Literature DB >> 1537860

Systematic mutational analysis of cAMP-dependent protein kinase identifies unregulated catalytic subunits and defines regions important for the recognition of the regulatory subunit.

C S Gibbs1, D R Knighton, J M Sowadski, S S Taylor, M J Zoller.   

Abstract

A library of mutants of the catalytic subunit of the Saccharomyces cerevisiae cAMP-dependent protein kinase was screened in vitro for mutants defective in the recognition of the regulatory subunit. The mutations identified were mapped onto the three-dimensional structure of the mouse catalytic subunit with a peptide inhibitor. Mutations defective in the recognition of both the regulatory subunit and the peptide substrate Leu-Arg-Arg-Ala-Ser-Leu-Gly (Kemptide) mapped to the peptide-binding site shared by all substrates and inhibitors of the catalytic subunit and functionally define the binding site for the autoinhibitor sequence in the hinge region of the regulatory subunit.
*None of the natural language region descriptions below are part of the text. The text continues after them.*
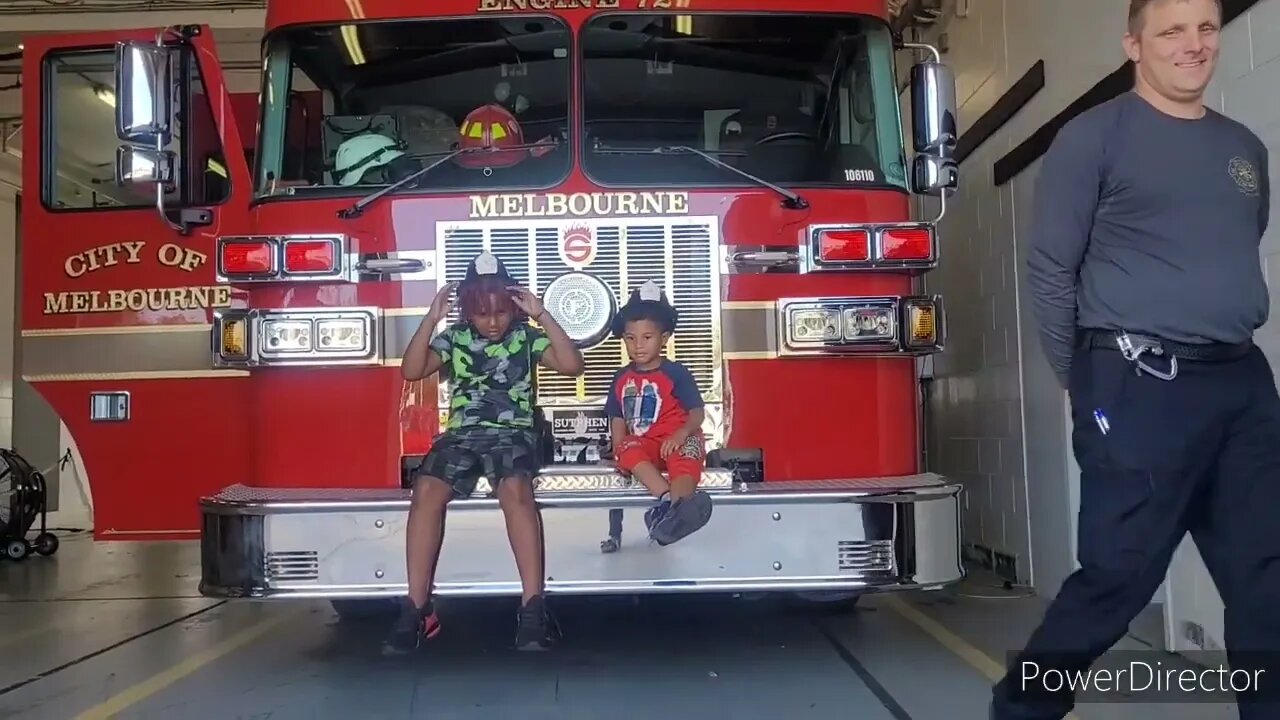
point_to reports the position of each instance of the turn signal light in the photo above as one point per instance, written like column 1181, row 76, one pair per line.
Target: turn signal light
column 250, row 258
column 310, row 256
column 906, row 244
column 922, row 323
column 844, row 246
column 234, row 338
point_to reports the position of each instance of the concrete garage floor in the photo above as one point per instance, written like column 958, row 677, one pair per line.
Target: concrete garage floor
column 117, row 630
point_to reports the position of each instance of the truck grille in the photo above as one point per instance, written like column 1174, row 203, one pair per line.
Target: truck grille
column 629, row 253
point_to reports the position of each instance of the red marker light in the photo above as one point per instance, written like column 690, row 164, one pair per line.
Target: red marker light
column 247, row 258
column 844, row 246
column 906, row 244
column 310, row 256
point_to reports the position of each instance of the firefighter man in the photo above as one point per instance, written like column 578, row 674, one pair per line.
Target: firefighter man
column 1147, row 287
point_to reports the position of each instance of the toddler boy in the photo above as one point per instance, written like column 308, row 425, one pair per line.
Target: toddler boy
column 656, row 418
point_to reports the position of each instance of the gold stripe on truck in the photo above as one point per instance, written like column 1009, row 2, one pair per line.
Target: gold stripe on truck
column 748, row 332
column 137, row 352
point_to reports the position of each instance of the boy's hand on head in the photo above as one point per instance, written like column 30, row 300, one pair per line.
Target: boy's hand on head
column 673, row 442
column 443, row 301
column 526, row 301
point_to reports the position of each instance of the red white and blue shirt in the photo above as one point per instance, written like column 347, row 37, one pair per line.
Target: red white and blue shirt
column 653, row 402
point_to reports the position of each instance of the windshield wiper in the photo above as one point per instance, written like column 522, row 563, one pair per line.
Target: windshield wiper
column 792, row 200
column 359, row 206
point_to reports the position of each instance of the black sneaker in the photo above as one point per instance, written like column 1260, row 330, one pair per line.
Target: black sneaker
column 412, row 627
column 657, row 513
column 685, row 518
column 534, row 629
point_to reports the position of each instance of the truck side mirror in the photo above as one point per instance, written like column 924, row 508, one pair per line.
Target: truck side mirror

Mutants defective only in the recognition of the regulatory subunit identified residues that comprise additional binding sites for the regulatory subunit. The majority of these residues are clustered on the surface of the catalytic subunit in a region flanking the distal portion of the autoinhibitor/peptide-binding site. The simultaneous substitution of Lys233, Asp237, Lys257, and Lys261 in this region caused a 260-fold decrease in affinity for the regulatory subunit, whereas the catalytic efficiency toward Kemptide decreased by only 1.8-fold. The substitution of autophosphorylated Thr241, also in this region, and the 3 residues interacting with the phosphate also caused an unregulated phenotype.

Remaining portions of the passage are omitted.